# トランザクションデータをリアルタイムに分析する（HTAP） 


## 1. シンプルなデータ探索
ここでは Synapse Link を有効化した Cosmos DB の分析コンテナを DataFrame にロードして簡単な探索を行ってみます。

### 1-1. データロード
format に cosmos.olap を指定することが分析コンテナへのアクセスを表します。cosmos.oltp を指定することで分析ストアの元データであるトランザクションストアへのアクセスも可能です。  
option の spark.synapse.linkedService は作成したリンクサービス名を指定します。

In [1]:
%%pyspark

dfCustomer = spark.read\
    .format("cosmos.olap")\
    .option("spark.synapse.linkedService", "<Azure Cosmos DB リンクサービス名>")\
    .option("spark.cosmos.container", "Customer")\
    .load()

dfSalesOrder = spark.read\
    .format("cosmos.olap")\
    .option("spark.synapse.linkedService", "<Azure Cosmos DB リンクサービス名>")\
    .option("spark.cosmos.container", "SalesOrder")\
    .load()

StatementMeta(spark31, 0, 1, Finished, Available)

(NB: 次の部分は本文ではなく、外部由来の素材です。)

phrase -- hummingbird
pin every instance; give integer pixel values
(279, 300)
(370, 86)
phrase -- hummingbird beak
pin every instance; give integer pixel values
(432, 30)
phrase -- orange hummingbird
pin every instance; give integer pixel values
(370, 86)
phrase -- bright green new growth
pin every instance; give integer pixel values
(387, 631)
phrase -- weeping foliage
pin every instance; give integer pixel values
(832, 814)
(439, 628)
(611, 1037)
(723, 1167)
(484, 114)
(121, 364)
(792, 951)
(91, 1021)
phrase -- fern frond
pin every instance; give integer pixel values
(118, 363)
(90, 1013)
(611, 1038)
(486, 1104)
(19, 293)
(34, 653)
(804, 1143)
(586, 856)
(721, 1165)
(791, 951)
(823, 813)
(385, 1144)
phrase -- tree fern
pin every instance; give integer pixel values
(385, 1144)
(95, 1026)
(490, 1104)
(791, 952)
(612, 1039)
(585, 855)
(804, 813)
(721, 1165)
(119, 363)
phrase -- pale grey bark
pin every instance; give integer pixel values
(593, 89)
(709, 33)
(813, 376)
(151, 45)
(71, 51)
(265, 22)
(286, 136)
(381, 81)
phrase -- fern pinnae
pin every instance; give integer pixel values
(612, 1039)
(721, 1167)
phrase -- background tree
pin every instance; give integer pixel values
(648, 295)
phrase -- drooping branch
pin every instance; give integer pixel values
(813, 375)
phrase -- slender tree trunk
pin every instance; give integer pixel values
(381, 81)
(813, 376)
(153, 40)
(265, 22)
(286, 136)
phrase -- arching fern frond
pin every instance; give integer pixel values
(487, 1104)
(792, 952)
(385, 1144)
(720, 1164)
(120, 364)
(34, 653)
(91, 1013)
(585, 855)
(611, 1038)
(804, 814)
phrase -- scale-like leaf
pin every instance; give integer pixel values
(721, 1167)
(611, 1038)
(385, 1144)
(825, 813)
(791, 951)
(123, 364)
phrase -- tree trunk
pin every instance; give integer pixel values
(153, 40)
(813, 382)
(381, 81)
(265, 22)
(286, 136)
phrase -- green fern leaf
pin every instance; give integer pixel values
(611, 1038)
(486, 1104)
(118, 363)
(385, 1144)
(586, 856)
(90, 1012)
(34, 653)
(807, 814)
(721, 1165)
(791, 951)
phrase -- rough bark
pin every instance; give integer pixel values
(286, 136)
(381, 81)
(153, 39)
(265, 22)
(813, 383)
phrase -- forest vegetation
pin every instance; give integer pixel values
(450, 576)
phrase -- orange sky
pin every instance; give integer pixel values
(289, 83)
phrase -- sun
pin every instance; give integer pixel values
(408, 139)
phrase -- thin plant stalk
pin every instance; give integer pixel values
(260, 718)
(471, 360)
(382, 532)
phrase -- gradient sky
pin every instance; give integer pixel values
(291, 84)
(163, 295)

### 1-2. DataFrame のクレンジング
分析ストア内のシステム属性を削除します。

In [2]:
%%pyspark

dfCustomer.printSchema()

StatementMeta(spark31, 0, 2, Finished, Available)

root
 |-- _rid: string (nullable = true)
 |-- _ts: long (nullable = true)
 |-- id: string (nullable = true)
 |-- title: string (nullable = true)
 |-- firstName: string (nullable = true)
 |-- lastName: string (nullable = true)
 |-- emailAddress: string (nullable = true)
 |-- phoneNumber: string (nullable = true)
 |-- creationDate: string (nullable = true)
 |-- addresses: array (nullable = true)
 |    |-- element: struct (containsNull = true)
 |    |    |-- addressLine1: string (nullable = true)
 |    |    |-- addressLine2: string (nullable = true)
 |    |    |-- city: string (nullable = true)
 |    |    |-- state: string (nullable = true)
 |    |    |-- country: string (nullable = true)
 |    |    |-- zipCode: string (nullable = true)
 |-- password: struct (nullable = true)
 |    |-- hash: string (nullable = true)
 |    |-- salt: string (nullable = true)
 |-- _etag: string (nullable = true)

In [3]:
%%pyspark

display(dfCustomer.limit(10))

StatementMeta(spark31, 0, 3, Finished, Available)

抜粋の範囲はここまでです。